Egypt journalists 'crushed like grains', women's rights group says
The 'Coalition for Women in Journalism' said it is "appalled" by the detention of Mostafa and urged Egyptian authorities to release the journalist immediately.
"Journalism is a tool that helps both the public and authorities to keep everyone accountable. Journalists like Basma are essential for transparency and accountability in the state. The state should cherish and support them instead of targeting and detaining them," the organisation said.
"Independent journalists in Egypt often face such charges for covering stories concerning state and military misconduct," the statement added.
Mostafa was brought before prosecutors on Sunday after going missing a day earlier when she reported on unrest in the village of Al-Awamya.
Her detention happened as she investigated the alleged killing of a man, by police, during a demonstration, according to her employer, the Al-Manassa news website.
"The prosecution ordered that she remains in jail for 15 days pending an investigation over charges of joining a terrorist group and spreading false news," her lawyer Hala Doma wrote on Facebook late Sunday.
Dozens of Egyptians took to the streets in several villages across the the country in September, according to videos shared widely on social media.

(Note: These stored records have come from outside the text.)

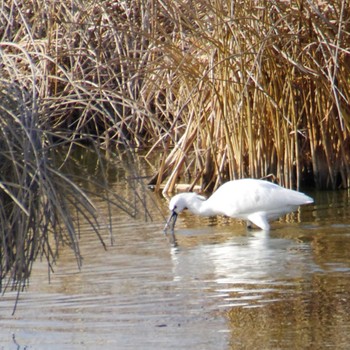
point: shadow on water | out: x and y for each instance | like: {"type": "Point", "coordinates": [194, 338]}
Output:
{"type": "Point", "coordinates": [219, 287]}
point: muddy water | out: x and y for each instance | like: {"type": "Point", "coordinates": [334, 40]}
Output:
{"type": "Point", "coordinates": [215, 286]}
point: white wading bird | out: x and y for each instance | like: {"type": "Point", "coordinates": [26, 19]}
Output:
{"type": "Point", "coordinates": [256, 201]}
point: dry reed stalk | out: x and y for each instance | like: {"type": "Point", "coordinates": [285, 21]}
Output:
{"type": "Point", "coordinates": [252, 77]}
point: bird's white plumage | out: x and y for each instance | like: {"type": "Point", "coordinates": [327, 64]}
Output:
{"type": "Point", "coordinates": [256, 201]}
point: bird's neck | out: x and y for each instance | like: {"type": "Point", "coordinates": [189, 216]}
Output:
{"type": "Point", "coordinates": [200, 207]}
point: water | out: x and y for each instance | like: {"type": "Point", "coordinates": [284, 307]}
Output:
{"type": "Point", "coordinates": [217, 286]}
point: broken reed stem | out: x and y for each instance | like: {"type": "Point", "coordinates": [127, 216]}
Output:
{"type": "Point", "coordinates": [253, 77]}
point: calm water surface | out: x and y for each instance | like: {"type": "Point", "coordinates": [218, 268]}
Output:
{"type": "Point", "coordinates": [217, 286]}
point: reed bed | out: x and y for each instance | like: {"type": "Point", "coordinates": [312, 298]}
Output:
{"type": "Point", "coordinates": [224, 89]}
{"type": "Point", "coordinates": [42, 202]}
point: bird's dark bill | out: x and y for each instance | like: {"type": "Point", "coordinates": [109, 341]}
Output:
{"type": "Point", "coordinates": [171, 222]}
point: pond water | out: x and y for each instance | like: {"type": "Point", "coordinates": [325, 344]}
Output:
{"type": "Point", "coordinates": [214, 286]}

The demonstrations coincided with mounting anger, particularly in rural and low-income areas, over a sweeping government campaign against illegal construction, which have forced many Egyptians to pay fines to legalise home ownership.
The protests erupted after exiled businessman, Mohamed Ali, emerged as a vocal critic of President Abdel Fattah al-Sisi last year, and called for protests against the government.
On Friday, London-based rights group, Amnesty International, said Egyptian authorities had arrested hundreds of protesters and that at least two people had been killed at the demonstrations.
Sisi, on Sunday, warned against attempts to "stoke instability" in the country. The general-turned-politician said the government was carrying out the campaign against illegal constructions as part of wider reforms.
But the Egyptian regime is known to have targeted journalists in an ongoing crackdown on dissent since the 2013 military ouster of Mohamed Morsi, the country's first democratically-elected president.
The clampdown has swept up thousands of Islamist supporters of the late Morsi as well as secular activists, lawyers and academics.